I'm trying to find a bound for the multivariate Kolmogorov distance in terms of the Wasserstein distance. Denoting by $F$ and $G$ two cumulative distribution functions (cdf) on $\mathbb{R}^n$ the Kolmogorov and Wasserstein distances between $F$ and $G$ are given by \begin{align} d_{K}(F,G) &:= \sup_{\mathbf{x} \in \mathbb{R}^n} \left| F(\mathbf{x})- G(\mathbf{x}) \right|,\\ d_{W_1}(F,G) &:= \inf_{M_{F,G}} \left\{ \int_{\mathbb{R}^{n}\times\mathbb{R}^{n}} \Vert \mathbf{x}-\mathbf{y} \Vert dM_{F,G}(\mathbf{x},\mathbf{y}); M_{F,G} \text{ is a cdf with margins } F \text{ and } G \right\}, \end{align} where $\Vert \mathbf{x} \Vert$ is a vector norm on $\mathbb{R}^n$.

If $G$ has a density $g$ bounded by $C := \sup_{x\in\mathbb{R}} g(x)$ we have in the univariate case the following bound (see Lemma 1 in https://statweb.stanford.edu/~souravc/Lecture2.pdf): \begin{align} d_{K}(F,G) \leq 2 \sqrt{C} \sqrt{d_{W_1}(F,G)}. \end{align}

In the multivariate ($n$-dimensional) case I used the same approach to get the following result. If $G$ has a density $g$ bounded by $C := \sup_{\mathbf{x}\in\mathbb{R}^n} g(x)$ and $G$ is compactly supported on a set $D \subsetneq \mathbb{R}^n$ where $K = \max_{i=1,\ldots,n} \{ \sup_{\mathbf{x,y}\in D}|x_i-y_i| \}$ is the longest possible distance in one direction in $D$ then \begin{align} d_{K}(F,G) \leq 2 \sqrt{CnK^{n-1}} \sqrt{d_{W_1}(F,G)}. \end{align}

However, I would like to get rid of the bounded support assumption for $G$ (density, smoothness or moment assumptions for $F$ and $G$ would be fine) and I was wondering if anyone knows of a less restrictive result of the same flavor?

1

There are 1 best solutions below

1
On

The following result for the two-dimensional case can be straightforwardly generalised to higher dimensions.

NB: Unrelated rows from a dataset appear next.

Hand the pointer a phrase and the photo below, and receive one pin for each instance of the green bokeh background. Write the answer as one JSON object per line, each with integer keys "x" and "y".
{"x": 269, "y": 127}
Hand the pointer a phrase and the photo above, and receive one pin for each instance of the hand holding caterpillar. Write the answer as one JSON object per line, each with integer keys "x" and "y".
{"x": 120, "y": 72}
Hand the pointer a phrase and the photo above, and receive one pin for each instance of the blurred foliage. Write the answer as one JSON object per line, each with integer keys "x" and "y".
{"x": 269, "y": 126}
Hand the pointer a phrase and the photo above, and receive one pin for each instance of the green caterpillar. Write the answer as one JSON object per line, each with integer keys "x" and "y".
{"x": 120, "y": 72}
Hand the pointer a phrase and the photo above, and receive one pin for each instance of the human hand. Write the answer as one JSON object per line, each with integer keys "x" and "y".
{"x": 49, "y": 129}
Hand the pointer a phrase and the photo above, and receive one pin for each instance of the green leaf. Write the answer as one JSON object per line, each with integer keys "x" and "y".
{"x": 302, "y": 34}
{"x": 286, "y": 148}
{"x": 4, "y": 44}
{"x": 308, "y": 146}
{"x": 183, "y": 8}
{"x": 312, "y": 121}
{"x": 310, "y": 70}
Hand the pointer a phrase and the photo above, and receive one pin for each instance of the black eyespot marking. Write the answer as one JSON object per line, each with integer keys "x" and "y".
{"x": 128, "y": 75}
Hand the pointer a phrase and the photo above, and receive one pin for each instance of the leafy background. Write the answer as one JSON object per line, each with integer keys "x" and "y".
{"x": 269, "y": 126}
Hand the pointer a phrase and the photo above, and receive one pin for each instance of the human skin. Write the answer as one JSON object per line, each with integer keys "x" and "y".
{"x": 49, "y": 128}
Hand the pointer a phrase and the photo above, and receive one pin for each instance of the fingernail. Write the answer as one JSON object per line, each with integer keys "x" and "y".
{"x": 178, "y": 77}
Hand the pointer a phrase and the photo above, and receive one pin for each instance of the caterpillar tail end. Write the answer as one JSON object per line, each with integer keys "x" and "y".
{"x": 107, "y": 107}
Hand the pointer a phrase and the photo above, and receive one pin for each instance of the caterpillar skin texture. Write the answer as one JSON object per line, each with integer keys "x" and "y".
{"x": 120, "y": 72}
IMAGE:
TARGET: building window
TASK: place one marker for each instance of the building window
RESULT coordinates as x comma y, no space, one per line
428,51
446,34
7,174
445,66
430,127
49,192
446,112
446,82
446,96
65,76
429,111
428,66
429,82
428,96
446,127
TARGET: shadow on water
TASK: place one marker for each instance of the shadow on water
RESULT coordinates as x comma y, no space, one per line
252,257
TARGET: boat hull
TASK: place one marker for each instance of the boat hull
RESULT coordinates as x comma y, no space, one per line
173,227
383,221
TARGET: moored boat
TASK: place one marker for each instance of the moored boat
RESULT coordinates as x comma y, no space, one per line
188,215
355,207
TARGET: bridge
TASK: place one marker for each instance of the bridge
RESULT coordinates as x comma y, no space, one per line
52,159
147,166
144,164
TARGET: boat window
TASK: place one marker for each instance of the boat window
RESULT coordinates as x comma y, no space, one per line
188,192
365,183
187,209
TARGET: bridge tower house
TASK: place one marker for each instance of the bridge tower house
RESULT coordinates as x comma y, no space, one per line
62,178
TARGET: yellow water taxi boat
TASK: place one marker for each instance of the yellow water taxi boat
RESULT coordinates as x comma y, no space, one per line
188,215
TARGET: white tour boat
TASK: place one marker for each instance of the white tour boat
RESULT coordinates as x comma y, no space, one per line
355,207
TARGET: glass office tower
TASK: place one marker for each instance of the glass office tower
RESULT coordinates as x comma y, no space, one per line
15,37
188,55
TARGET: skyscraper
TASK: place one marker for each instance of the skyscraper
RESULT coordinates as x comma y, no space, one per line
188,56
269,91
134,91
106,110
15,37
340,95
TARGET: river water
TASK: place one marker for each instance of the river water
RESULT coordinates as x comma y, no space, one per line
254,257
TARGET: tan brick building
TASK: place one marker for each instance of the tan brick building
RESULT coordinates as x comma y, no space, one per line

Let $Q=\displaystyle\sup_{\bf{x}\in \mathbb{R}^2} \left\{ \int_0^x g(t,y)\mathrm{d}t+\int_0^y g(x,t) \mathrm{d}t\right\}$

Then $d_K(F,G)\le \sqrt{2Q}\sqrt{d_{W_1}}$

Proof:

Let the point $(x,y)$ be chosen to maximise $F(x,y)-G(x,y)$. Imagine that $f$ and $g$ are two different ways of distributing soil over the plane. Then the distance $d_K(F,G)$ is the difference between $f$ and $g$ in the amount of soil which is contained in the region $ S=\{(t_1,t_2):t_1 \le x, t_2\le y\}$.

The Wasserstein distance $d_{W_1}$ is the amount of soil that needs to be moved to transform $f$ into $g$ multiplied by the average distance that the soil needs to be moved.

If all of the soil which needs to be moved across the boundary of $S$ is right next to the boundary than the Wasserstein distance can be small. However, soil will have to be removed from $g$ on one or the other side of the boundary of $S$.

$Q$ is an upper bound on the 'cross-section' of $g$ near the boundary of $S$ and it can be deduced that a volume $\frac{d_K}2$ of earth must be spread out in such a way that it needs to be moved an average distance of at least $\frac{d_K}{2Q}$ to cross the boundary of $S$.

Therefore, $d_{W_1}\ge \frac{d_K^2}{4Q}$.